Another approach is to rely on a Gradle plugin such as that from Spring Boot to manage dependencies for you. This unfortunately does not help with plugins at all, nor with dependencies that Spring Boot does not know about.

This project uses a 3-file solution for Gradle versioning, and you should consider doing the same:

• gradle.properties is the sole source of truth for version numbers, both plugins and dependencies
• settings.gradle configures plugin versions using the properties
• build.gradle uses plugins without needing version numbers, and dependencies refer to their property versions

The benefits of this approach grow for Gradle multi-project projects, where you may have plugin and dependency versions scattered across each build.gradle file for you project and subprojects.

So to adjust a version, edit gradle.properties.

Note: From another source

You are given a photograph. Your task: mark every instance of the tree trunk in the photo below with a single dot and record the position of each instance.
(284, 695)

To see this approach in action for dependencies, try:

$ grep junitVersion gradle.properties setttings.gradle build.gradle
gradle.properties:junitVersion=5.7.0
build.gradle:    testImplementation "org.junit.jupiter:junit-jupiter:$junitVersion"
build.gradle:    testImplementation "org.junit.jupiter:junit-jupiter-params:$junitVersion"

Note on toolVersion property

If you use the toolVersion property for a plugin to update the called tool separately from the plugin itself, this is a convention, not something the Gradle API provides to plugins. As a consequence, the Versions plugin is unable to know if your tool version is out of date. An example is the JaCoCo plugin distributed with Gradle.

Two options:

• Do not use the toolVersion property unless needed to address a discovered build issue, and remove it once the plugin catches up to provide the tool version you need
• Continue using the toolVersion property, and as part of running ./gradlew dependencyUpdates, manually check all toolVersion properties, and update gradle.properties as accordingly

NB — Maven handles this differently, and does not have this concern.

Keep your build fast

A fast local build is one of the best things you can do for your team. There are variants of profiling your build for Gradle and Maven:

• Gradle build scan with the --scan flag
• Maven profiler extension with the -Dprofile flag

See an example build scan from May 1, 2023.

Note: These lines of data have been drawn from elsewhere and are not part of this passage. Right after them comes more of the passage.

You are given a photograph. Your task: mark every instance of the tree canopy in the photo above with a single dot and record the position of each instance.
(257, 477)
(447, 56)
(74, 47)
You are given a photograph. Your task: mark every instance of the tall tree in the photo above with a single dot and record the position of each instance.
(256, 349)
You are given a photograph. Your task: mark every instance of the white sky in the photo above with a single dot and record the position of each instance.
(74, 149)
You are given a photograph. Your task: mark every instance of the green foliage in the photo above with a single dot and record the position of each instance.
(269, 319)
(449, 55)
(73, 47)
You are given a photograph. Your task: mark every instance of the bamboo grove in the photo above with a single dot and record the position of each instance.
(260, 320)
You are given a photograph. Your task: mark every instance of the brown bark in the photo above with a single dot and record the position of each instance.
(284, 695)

NB — Build Scan supports Maven as well when using the paid enterprise version.

Keep your developers fast

Some shortcuts to speed up the red-green-refactor cycle:

• Just validate code coverage; do not run other parts of the build:
  • Gradle: ./gradlew clean jacocoTestReport jacocoTestCoverageVerification
  • Maven: ./mvnw clean test jacoco:report jacoco:check

Tips

• Both dependency vulnerability checks and mutation testing can take a while, depending on your project. If you find they slow your team local build too much, these are good candidates for moving to CI-only steps, such as a -PCI flag for Maven (see "Tips" section of Use Gradle or Maven for Gradle for an equivalent). This project keeps them as part of the local build, as the demonstration code is short.
• See the bottom of build.gradle for an example of customizing "new" versions reported by the Gradle dependencyUpdates task.
• The equivalent Maven approach for controlling the definition of "new" is to use Version number rules.
• With the Gradle plugin, you can program your build to fail if dependencies are outdated. Read at Configuration option to fail build if stuff is out of date for details.